Sunday, December 31, 2006

Eid Mubarak | Blessed be the Eid

Today is one of the largest Muslims festivals, Eid-ul-Adha (or Festival of Sacrifice), here in Singapore. I wish you all a blessed Eid. Eid Mubarak!

Eid-ul-Adha marks the end of Hajj, the sacred pilgrimage to the holy city Mecca. This Muslim holiday Eid-ul-Adha commemorates Prophet Abraham’s unselfish willingness even to sacrificing his own son Ishmael to God.

History | The history behind Eid-ul-Adha follows the story of the faithful Abraham, who was instructed by God in a dream to raise the foundations of Kaaba, a black stone and house for God, the most sacred Muslim shrine in Mecca (Saudi Arabia), which the Muslims face during their prayers (salat).

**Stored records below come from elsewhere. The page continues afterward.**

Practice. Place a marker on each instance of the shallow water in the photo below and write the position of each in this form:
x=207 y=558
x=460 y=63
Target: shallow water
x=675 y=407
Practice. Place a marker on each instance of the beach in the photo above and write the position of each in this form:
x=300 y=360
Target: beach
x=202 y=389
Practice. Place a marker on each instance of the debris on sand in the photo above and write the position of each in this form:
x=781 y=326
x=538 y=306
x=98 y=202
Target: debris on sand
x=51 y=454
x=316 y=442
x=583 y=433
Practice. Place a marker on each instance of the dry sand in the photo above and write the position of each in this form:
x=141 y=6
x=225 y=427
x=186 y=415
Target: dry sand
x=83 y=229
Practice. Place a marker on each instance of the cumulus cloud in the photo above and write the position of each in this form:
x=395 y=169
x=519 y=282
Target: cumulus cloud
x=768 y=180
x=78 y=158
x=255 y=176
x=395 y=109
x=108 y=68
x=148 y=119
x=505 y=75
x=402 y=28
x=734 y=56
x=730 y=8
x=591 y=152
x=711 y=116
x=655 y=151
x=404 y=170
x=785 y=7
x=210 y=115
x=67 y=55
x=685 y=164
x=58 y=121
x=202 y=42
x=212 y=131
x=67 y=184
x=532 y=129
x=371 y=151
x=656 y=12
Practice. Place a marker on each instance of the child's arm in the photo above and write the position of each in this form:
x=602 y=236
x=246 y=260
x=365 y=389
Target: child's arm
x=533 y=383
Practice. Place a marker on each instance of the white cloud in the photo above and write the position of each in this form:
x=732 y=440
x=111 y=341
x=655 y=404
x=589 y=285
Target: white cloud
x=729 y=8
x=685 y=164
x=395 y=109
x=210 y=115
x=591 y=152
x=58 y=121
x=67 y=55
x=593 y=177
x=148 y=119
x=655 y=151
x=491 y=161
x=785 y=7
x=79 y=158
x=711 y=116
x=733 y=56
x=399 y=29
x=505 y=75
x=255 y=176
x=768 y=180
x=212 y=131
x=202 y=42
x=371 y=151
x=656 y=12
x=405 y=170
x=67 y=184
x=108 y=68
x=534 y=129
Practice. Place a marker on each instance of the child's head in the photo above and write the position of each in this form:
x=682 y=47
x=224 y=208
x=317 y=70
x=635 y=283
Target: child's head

Immediately responding to the Lord’s call, Abraham set off for Mecca along with his wife and son, Ishmael. At that time, Mecca was a desolate and barren desert and Abraham had to face a lot of hardships. However, he supplicated God’s commands uncomplaining.

In a divine dream, he also saw himself sacrificing his son Ishmael for God’s sake. When he told this to Ishmael, the latter immediately asked his father to carry out Lord’s commands without faltering and assured that he was completely ready to give up his life for God. But miraculously enough, when Abraham was about to sacrifice Ishmael, God spared the boy’s life and replaced him with a lamb. And this is what Abraham ultimately sacrificed.

To commemorate this outstanding act of sacrifice (qurbani) by Prophet Abraham, people sacrifice a lamb, goat, ram or any other animal on Eid-ul-Adha and give the meat to friends, neighbors, relatives and the needy. People who are away from the holy pilgrimage, Hajj, also carry out this traditional sacrifice. Hence Eid-ul-Adha is also known as the Feast of Sacrifice or the Day of Sacrifice.